Draft report on European Road Safety Action Programme
Ari Vatanen, Member of the European Parliament, presented on 16th of March in the meeting of the Committee on Transport and Tourism of the European Parliament a draft report on the European Road Safety Action Programme. This report includes a proposal for a resolution of the European Parliament that is meant to be used by the European Commission for the mid-term review of the Road Safety Action Programme targeting at halving the number of road fatalities in the EU by 2010.
report_draft_vatanen_safety.pdf (155 KB)
The report urges also the Commission to propose in its mid-term review of the Road Safety Action Programme a comprehensive and permanent EU Road Safety Framework in which all relevant areas of road safety are detailed, targets and accompanying measures for the EU and Member States are presented and progress is measured against the targets and widely published on a yearly basis.
The report considers that performance indicators and peer reviews conducted by Member States can be efficient if used to "name, shame and fame" and thus create political pressure to reach targeted safety levels. Furthermore the report calls for a European Road Safety Agency with clear statutory responsibility for all road safety domains (road user, vehicle and infrastructure) could help to improve the coherence and co-ordination of EU road safety efforts. It recommends that the Agency include the planned Observatory and have concrete tasks in terms of the establishment and promotion of best practices as well as the enhancement of cross-border information exchange.
The report welcomes the European Road Safety Charter and expresses the view that the Charter would be enhanced by a proper certification process, strict evaluation and analysis of the commitments and, in particular, adequate promotion through the media so as to spread best practices in each domain.

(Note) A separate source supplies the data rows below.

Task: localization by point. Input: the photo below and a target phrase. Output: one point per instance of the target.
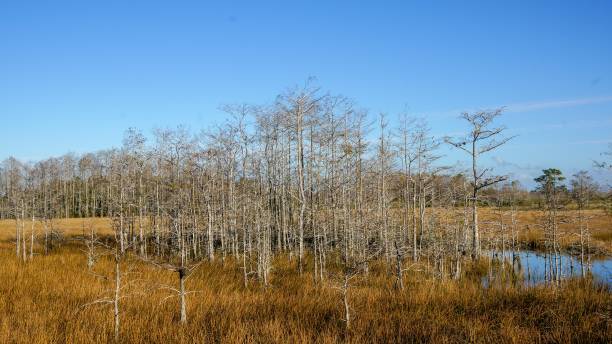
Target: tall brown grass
(42, 302)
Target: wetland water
(532, 267)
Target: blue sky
(74, 75)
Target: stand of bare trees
(301, 177)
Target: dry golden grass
(42, 303)
(531, 233)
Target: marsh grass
(42, 302)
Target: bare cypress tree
(482, 138)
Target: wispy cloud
(556, 104)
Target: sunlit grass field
(43, 301)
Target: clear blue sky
(74, 75)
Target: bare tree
(482, 138)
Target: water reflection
(532, 267)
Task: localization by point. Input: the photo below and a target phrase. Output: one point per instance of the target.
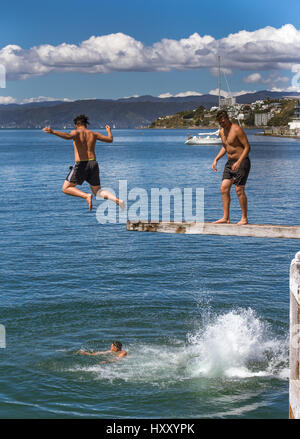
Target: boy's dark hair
(117, 344)
(82, 119)
(221, 114)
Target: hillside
(122, 113)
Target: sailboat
(207, 138)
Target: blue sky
(52, 62)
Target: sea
(204, 319)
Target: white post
(294, 392)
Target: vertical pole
(294, 385)
(219, 80)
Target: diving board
(190, 228)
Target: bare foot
(243, 222)
(222, 221)
(121, 203)
(89, 201)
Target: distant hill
(121, 113)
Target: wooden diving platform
(192, 228)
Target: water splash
(237, 344)
(233, 345)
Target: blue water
(203, 318)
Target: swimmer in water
(115, 349)
(86, 167)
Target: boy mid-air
(86, 167)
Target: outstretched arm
(92, 353)
(65, 136)
(109, 138)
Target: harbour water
(205, 319)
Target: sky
(72, 49)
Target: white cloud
(11, 100)
(165, 95)
(7, 100)
(180, 95)
(215, 92)
(268, 48)
(133, 96)
(271, 79)
(43, 99)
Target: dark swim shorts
(85, 171)
(240, 176)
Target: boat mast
(219, 80)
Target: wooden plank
(254, 230)
(294, 385)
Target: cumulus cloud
(268, 48)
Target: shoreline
(277, 135)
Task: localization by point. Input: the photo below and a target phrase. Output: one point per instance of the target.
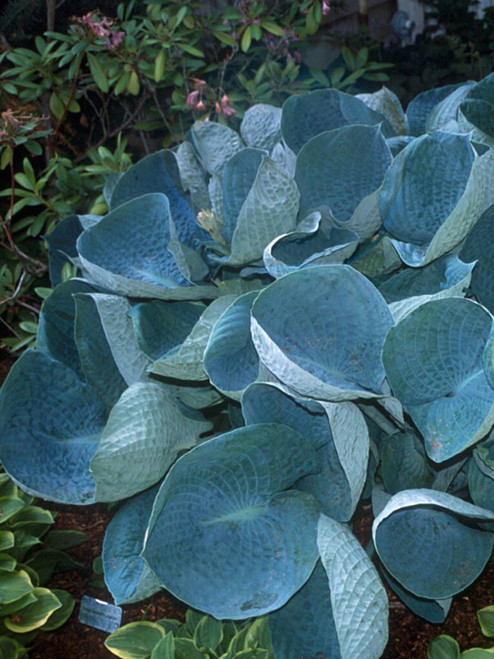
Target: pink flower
(193, 99)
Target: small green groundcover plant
(27, 606)
(446, 647)
(269, 326)
(199, 637)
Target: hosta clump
(268, 327)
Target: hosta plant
(269, 326)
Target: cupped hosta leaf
(192, 176)
(321, 331)
(305, 626)
(445, 277)
(62, 245)
(230, 359)
(128, 252)
(103, 324)
(444, 115)
(187, 363)
(314, 243)
(457, 548)
(144, 433)
(162, 326)
(337, 431)
(388, 105)
(306, 116)
(329, 174)
(424, 184)
(434, 363)
(261, 126)
(127, 575)
(238, 177)
(225, 536)
(215, 144)
(56, 323)
(270, 208)
(50, 423)
(403, 462)
(422, 105)
(479, 246)
(358, 598)
(97, 361)
(159, 173)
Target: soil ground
(409, 635)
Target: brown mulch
(409, 635)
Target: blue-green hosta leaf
(386, 103)
(479, 247)
(162, 326)
(434, 363)
(445, 277)
(215, 144)
(457, 548)
(435, 611)
(145, 432)
(127, 575)
(128, 252)
(481, 475)
(444, 115)
(306, 116)
(261, 126)
(270, 208)
(453, 228)
(238, 177)
(62, 245)
(56, 323)
(97, 361)
(230, 359)
(50, 423)
(312, 244)
(114, 312)
(329, 174)
(305, 626)
(422, 105)
(398, 143)
(358, 598)
(193, 176)
(187, 363)
(321, 332)
(337, 431)
(403, 462)
(424, 184)
(225, 535)
(159, 173)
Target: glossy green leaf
(321, 330)
(434, 363)
(457, 547)
(226, 494)
(127, 575)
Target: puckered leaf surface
(127, 575)
(225, 535)
(434, 362)
(321, 331)
(457, 549)
(50, 425)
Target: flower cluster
(102, 27)
(203, 99)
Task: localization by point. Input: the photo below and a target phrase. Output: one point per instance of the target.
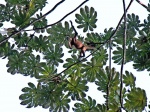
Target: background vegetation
(37, 49)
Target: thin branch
(109, 76)
(76, 33)
(142, 4)
(100, 45)
(17, 32)
(124, 54)
(61, 18)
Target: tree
(129, 41)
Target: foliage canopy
(41, 53)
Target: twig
(17, 32)
(142, 4)
(109, 76)
(76, 33)
(61, 18)
(124, 54)
(100, 45)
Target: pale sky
(109, 13)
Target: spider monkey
(78, 44)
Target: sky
(109, 13)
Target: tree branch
(142, 4)
(124, 54)
(17, 32)
(100, 45)
(60, 19)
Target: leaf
(86, 19)
(136, 100)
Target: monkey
(78, 44)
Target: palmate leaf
(30, 96)
(39, 24)
(32, 66)
(18, 18)
(58, 33)
(129, 79)
(87, 105)
(86, 19)
(133, 21)
(91, 69)
(53, 55)
(136, 100)
(15, 63)
(76, 87)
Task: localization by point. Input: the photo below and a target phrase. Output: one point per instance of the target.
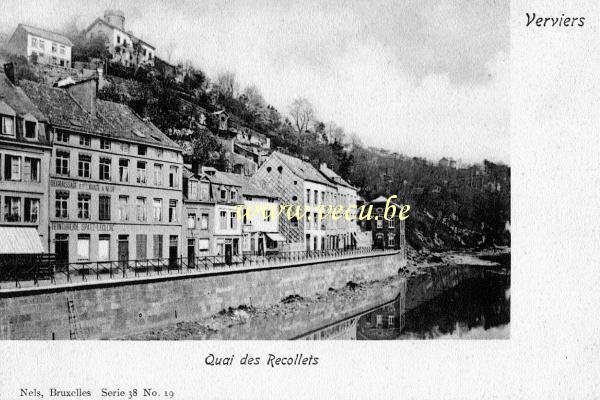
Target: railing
(47, 271)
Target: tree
(302, 114)
(207, 151)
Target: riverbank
(296, 315)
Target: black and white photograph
(284, 199)
(270, 170)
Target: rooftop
(111, 119)
(303, 169)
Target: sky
(424, 78)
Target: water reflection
(476, 308)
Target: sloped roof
(131, 126)
(103, 21)
(56, 37)
(111, 119)
(302, 168)
(61, 109)
(329, 173)
(249, 185)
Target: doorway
(123, 250)
(61, 249)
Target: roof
(103, 21)
(61, 109)
(249, 185)
(17, 99)
(56, 37)
(331, 175)
(131, 126)
(302, 169)
(18, 240)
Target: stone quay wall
(106, 309)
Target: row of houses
(90, 180)
(47, 47)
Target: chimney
(84, 93)
(9, 70)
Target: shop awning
(276, 237)
(15, 240)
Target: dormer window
(30, 129)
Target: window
(141, 209)
(30, 129)
(193, 190)
(191, 221)
(157, 210)
(141, 168)
(123, 208)
(12, 209)
(123, 170)
(62, 136)
(158, 174)
(32, 210)
(84, 140)
(104, 208)
(141, 244)
(83, 247)
(83, 166)
(204, 191)
(62, 162)
(104, 173)
(172, 210)
(232, 220)
(390, 321)
(173, 177)
(103, 247)
(83, 205)
(31, 169)
(12, 168)
(223, 220)
(8, 126)
(157, 246)
(61, 205)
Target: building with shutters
(41, 45)
(25, 150)
(114, 179)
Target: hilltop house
(40, 45)
(126, 48)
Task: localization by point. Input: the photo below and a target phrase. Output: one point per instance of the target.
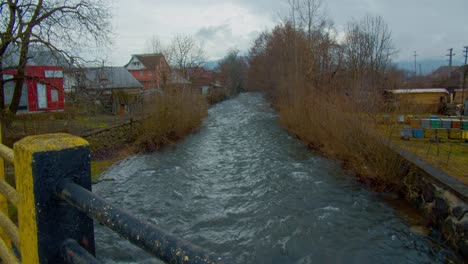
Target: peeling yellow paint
(3, 200)
(24, 151)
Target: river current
(245, 189)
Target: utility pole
(415, 64)
(466, 55)
(450, 55)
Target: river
(244, 188)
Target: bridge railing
(56, 208)
(9, 233)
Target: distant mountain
(211, 65)
(427, 65)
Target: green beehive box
(436, 123)
(465, 124)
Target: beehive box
(454, 134)
(415, 123)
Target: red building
(151, 70)
(42, 89)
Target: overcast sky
(429, 27)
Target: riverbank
(244, 188)
(106, 153)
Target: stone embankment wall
(441, 197)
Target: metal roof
(109, 78)
(37, 56)
(150, 61)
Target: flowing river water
(244, 188)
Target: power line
(466, 55)
(450, 55)
(415, 63)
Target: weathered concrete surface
(441, 197)
(114, 136)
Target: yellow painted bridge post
(3, 199)
(45, 222)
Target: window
(53, 74)
(41, 96)
(54, 95)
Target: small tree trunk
(20, 75)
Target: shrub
(170, 116)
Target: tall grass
(169, 117)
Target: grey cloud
(213, 32)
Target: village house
(43, 87)
(113, 89)
(151, 70)
(203, 81)
(423, 100)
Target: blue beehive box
(447, 123)
(426, 123)
(464, 124)
(406, 132)
(418, 133)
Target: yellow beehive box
(455, 134)
(464, 134)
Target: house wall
(37, 74)
(458, 98)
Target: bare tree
(185, 54)
(233, 71)
(368, 50)
(65, 28)
(155, 45)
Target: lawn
(449, 155)
(34, 124)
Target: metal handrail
(143, 234)
(7, 153)
(10, 229)
(73, 253)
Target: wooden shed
(426, 100)
(460, 96)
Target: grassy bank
(168, 119)
(340, 129)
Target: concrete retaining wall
(442, 198)
(114, 136)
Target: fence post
(45, 222)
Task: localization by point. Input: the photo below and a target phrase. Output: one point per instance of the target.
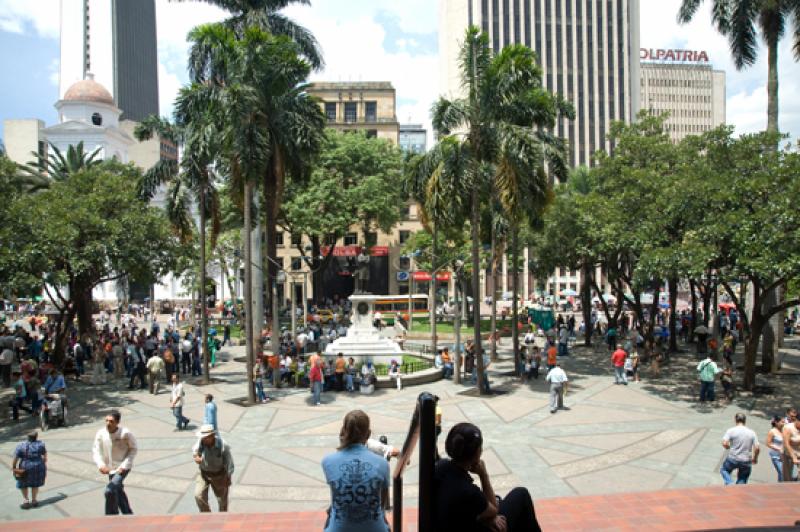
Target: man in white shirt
(177, 402)
(558, 382)
(742, 445)
(113, 452)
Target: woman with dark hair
(460, 505)
(358, 478)
(30, 468)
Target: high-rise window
(330, 111)
(350, 111)
(371, 111)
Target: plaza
(647, 436)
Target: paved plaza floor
(645, 436)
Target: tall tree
(188, 182)
(76, 245)
(266, 15)
(741, 21)
(495, 122)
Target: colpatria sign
(683, 56)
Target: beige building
(360, 106)
(692, 92)
(371, 107)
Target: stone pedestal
(363, 341)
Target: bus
(391, 306)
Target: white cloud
(53, 72)
(43, 15)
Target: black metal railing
(405, 369)
(422, 429)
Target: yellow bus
(390, 306)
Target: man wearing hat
(216, 468)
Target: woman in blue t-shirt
(358, 478)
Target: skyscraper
(588, 51)
(116, 41)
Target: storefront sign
(676, 56)
(426, 276)
(341, 251)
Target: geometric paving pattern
(613, 439)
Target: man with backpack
(708, 370)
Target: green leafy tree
(188, 183)
(266, 15)
(357, 181)
(72, 246)
(253, 84)
(503, 125)
(752, 237)
(57, 166)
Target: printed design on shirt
(356, 493)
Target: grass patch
(422, 325)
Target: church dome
(88, 90)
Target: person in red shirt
(618, 359)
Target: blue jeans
(179, 419)
(116, 500)
(777, 463)
(448, 370)
(707, 391)
(260, 395)
(316, 391)
(743, 468)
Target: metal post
(397, 503)
(427, 459)
(293, 307)
(305, 302)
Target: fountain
(363, 341)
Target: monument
(363, 341)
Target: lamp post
(459, 268)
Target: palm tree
(189, 179)
(292, 120)
(253, 84)
(740, 21)
(265, 15)
(41, 172)
(737, 20)
(502, 124)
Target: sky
(364, 40)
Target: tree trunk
(476, 305)
(457, 325)
(586, 303)
(432, 290)
(81, 295)
(772, 84)
(751, 351)
(493, 318)
(673, 304)
(515, 301)
(248, 290)
(693, 325)
(203, 304)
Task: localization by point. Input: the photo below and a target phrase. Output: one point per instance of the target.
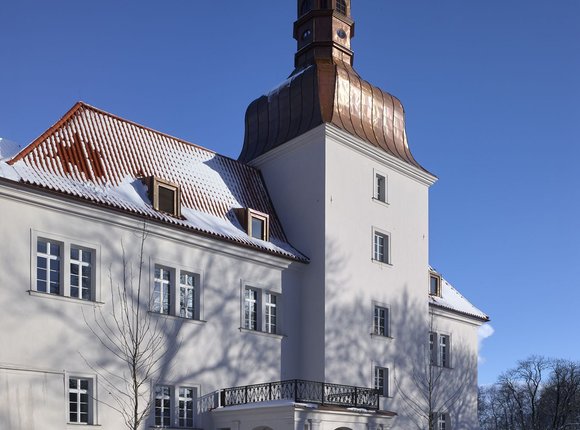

It also supports the future development of the EuroNCAP by strengthening co-operation with the Commission through additional financial support and more active participation in the work of the programme; calls for EuroNCAP to incorporate other passive safety aspects, such as whiplash protection, motorway speed crash-testing of windscreens and roof sections and the compatibility of vehicles in the event of car-on-car impact; notes, furthermore, that active safety systems are still a largely untried possibility and that the most promising solutions should be incorporated into the EuroNCAP procedure.